Comment donc imaginer, concevoir, actualiser ou même gérer ce champ des possibles sans un lien permanent entre statuts, rémunérations, métiers, management des connaissances ou la gestion prévisionnelle des effectifs, des emplois et des compétences (GPEEC) – certains parlent d’ailleurs de GPEEMC (en y associant la dimension métier) – et sans oublier le dialogue social et la coopération interministérielle ?

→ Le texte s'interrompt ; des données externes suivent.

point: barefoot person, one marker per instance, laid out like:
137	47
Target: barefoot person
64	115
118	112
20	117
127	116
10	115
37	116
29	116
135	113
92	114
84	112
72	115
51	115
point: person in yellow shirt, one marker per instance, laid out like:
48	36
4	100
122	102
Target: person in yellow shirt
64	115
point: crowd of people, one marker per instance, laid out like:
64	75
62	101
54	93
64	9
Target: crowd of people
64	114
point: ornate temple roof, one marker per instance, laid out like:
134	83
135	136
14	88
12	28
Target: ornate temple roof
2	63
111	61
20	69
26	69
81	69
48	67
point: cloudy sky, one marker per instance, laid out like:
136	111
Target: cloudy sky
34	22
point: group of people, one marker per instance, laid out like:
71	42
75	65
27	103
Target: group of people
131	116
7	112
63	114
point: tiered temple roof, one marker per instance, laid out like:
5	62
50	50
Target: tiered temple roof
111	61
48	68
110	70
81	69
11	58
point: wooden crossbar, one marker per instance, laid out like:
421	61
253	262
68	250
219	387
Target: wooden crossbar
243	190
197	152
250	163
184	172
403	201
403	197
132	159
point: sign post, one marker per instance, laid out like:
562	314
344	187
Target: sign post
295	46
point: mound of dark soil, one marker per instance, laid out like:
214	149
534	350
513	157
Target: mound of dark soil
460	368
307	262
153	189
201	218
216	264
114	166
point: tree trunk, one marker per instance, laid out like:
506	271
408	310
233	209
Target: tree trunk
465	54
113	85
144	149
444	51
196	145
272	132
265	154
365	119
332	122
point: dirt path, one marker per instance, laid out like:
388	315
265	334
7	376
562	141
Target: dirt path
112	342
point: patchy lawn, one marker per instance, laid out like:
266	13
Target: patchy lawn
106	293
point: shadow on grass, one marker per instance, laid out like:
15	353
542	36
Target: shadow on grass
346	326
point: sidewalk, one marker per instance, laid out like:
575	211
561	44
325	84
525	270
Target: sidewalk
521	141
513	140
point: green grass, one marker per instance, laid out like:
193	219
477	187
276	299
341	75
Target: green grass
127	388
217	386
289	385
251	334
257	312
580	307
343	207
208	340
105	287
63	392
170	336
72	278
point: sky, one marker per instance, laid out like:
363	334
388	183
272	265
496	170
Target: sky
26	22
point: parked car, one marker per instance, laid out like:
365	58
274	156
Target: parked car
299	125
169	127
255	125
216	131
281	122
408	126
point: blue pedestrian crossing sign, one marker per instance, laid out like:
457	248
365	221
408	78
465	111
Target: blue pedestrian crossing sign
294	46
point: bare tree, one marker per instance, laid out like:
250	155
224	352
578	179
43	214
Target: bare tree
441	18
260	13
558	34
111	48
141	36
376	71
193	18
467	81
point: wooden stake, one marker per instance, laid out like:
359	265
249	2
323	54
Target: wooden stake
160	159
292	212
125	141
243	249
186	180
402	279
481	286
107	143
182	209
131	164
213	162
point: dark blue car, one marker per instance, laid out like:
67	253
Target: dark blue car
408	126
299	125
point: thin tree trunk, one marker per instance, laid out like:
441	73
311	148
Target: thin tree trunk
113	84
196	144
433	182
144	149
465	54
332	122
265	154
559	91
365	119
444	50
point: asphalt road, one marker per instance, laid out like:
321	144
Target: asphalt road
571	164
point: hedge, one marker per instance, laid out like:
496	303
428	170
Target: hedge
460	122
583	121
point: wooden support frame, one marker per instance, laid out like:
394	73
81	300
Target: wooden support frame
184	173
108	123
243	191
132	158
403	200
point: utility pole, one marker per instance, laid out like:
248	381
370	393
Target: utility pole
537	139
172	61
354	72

Sans doute devine-t-on l’intention de cette réforme, la recherche légitime d’une capacité à repérer ou à faire émerger les hauts potentiels pour affecter les bonnes personnes dans le haut encadrement de la sphère publique. Mais cela ne sera-t-il pas plus difficile encore dans un tel contexte de découpage opérationnel ?*

Les gestions ministérielles de la gestion centralisée, prédominante désormais 

La sphère publique a une unité profonde. Ne serait-ce que sur le plan des valeurs du service public. Mais il faut être conscient de l’extrême diversité des métiers et de la richesse et de la variété des cultures professionnelles. La gestion de proximité est de rigueur. Naturellement, le risque d’enfermement est là. 

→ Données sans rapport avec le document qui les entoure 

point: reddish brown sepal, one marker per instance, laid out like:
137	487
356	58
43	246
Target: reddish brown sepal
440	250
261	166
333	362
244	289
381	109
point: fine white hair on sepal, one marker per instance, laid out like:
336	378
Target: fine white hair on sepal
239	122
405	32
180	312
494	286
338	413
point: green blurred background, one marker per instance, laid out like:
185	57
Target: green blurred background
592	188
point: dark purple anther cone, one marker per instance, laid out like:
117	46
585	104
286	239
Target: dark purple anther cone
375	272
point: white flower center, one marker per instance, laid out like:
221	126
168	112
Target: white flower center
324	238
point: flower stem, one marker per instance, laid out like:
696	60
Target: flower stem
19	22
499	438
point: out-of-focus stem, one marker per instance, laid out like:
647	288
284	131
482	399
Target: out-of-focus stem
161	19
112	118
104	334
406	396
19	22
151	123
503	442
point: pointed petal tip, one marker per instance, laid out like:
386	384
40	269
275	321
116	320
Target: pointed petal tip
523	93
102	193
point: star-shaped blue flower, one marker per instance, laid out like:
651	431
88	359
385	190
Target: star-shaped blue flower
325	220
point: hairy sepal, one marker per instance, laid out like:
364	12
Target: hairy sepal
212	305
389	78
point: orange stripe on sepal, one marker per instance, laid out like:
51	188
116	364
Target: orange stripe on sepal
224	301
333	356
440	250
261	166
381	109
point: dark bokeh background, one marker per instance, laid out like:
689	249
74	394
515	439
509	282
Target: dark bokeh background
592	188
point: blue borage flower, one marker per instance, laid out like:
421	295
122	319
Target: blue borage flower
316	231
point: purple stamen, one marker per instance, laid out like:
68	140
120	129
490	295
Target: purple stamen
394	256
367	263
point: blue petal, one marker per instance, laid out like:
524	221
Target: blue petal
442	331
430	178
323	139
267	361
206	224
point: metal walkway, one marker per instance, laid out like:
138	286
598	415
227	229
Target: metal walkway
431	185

La gestion séparée de l’encadrement supérieur et celle des experts et des cadres

Là, nous entrons dans la sphère du management, c’est-à-dire dans celle des DRH des organisations publiques, dans la dimension humaine et non plus seulement de gestionnaire. Nous sommes également au cœur des pratiques de proximité et non dans des processus dépendant d’une entité sommitale et technocratique. Détecter le potentiel des cadres dirigeants publics ne peut se faire avec des tableaux Excel, même s’il faut naturellement mettre en œuvre, avec succès cette fois, des systèmes d’information des ressources humaines (SIRH) puissants et en parfaite adéquation technique et fonctionnelle avec ces finalités. Et à l’évidence des cadres statutaires en dialogue permanent avec le management humain des organisations publiques et des femmes et des hommes du service public.

Ici la gestion statutaire est évidemment essentielle ; mais parce qu’elle n’est pas suffisante, l’ordonnance prévoit – à juste titre – un suivi des carrières des hauts fonctionnaires et édicte les orientations générales en matière de gestion modernisée et personnalisée des ressources humaines.